Origon’s brother. Not just a body. But she pushed the thought away. Find the answers first.
“It was right here.” She outlined where Delphorus had fallen, one arm outstretched. She sniffed. “There were four Festuour as well.” She waved her hands to indicate where they would have gathered around Delphorus.
Origon nodded, laying a hand in the center of each of the masses, then wordlessly touching the center of where his brother’s body lay with one finger.
The ribbons of light around them flapped crazily in a nonexistent wind, then died, then flapped again, and the streamers lengthened and joined together. Rilan stepped back, trying to see what Origon had done.
The streamers of light outlined a scene frozen in time, a body made of yellow light laying on the ground and four larger shapes around it, identifiable as the outlines of Festuour. They were frozen in the act of gesturing to each other and to Delphorus. No lines passed through the phantom bodies. Origon had mapped the air itself in that moment in time.
“That’s incredible,” Rilan breathed. “How did you learn…” But Origon walked past her, to another shape, vaguer than the others, captured as it hid behind a tree, observing. It was on all fours.
Rilan raised her head and sniffed. “Someone, or something, was here with them.”
“The majus?” Origon cocked his head, watching the fuzzy shape.
“I…don’t know. The smell is heavy, almost like an animal.”
“It came from deeper in the forest, in this direction.” Rilan pointed, and Origon raised a hand and twisted. The yellow streamers moved along their paths, creating a funnel aimed farther into the woods.

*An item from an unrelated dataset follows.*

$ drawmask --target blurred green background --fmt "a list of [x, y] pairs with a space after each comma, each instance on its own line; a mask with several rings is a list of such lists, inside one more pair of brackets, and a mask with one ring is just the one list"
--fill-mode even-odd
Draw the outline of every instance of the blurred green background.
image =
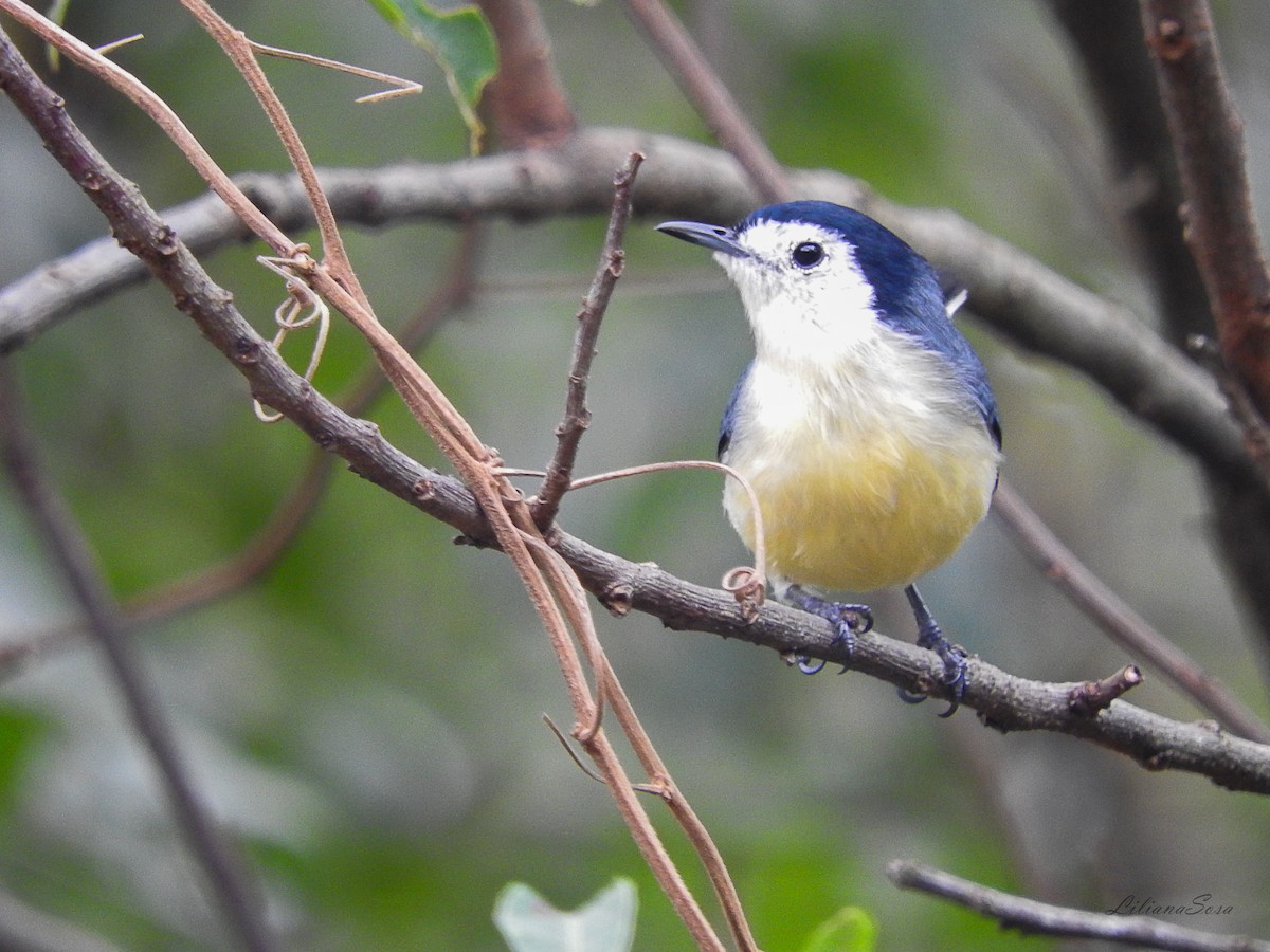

They moved in that direction, Origon controlling his captured breeze. While walking, Rilan sank farther into the detritus of the trees than expected, and she slowed her pace. No sense tripping over a root and breaking her leg on this heavy world. The woods were strange. Unlike the forests of her home where many types of trees grew together, this forest was all cilia-bark trees, branches like reaching fingers. Rilan wondered if it was planted or if the trees pushed out any other organism. Light got to the ground, but aside from a few scrubby bushes here and there, nothing grew underneath. The floor of the forest was deep with the shaving-like waste of the trees.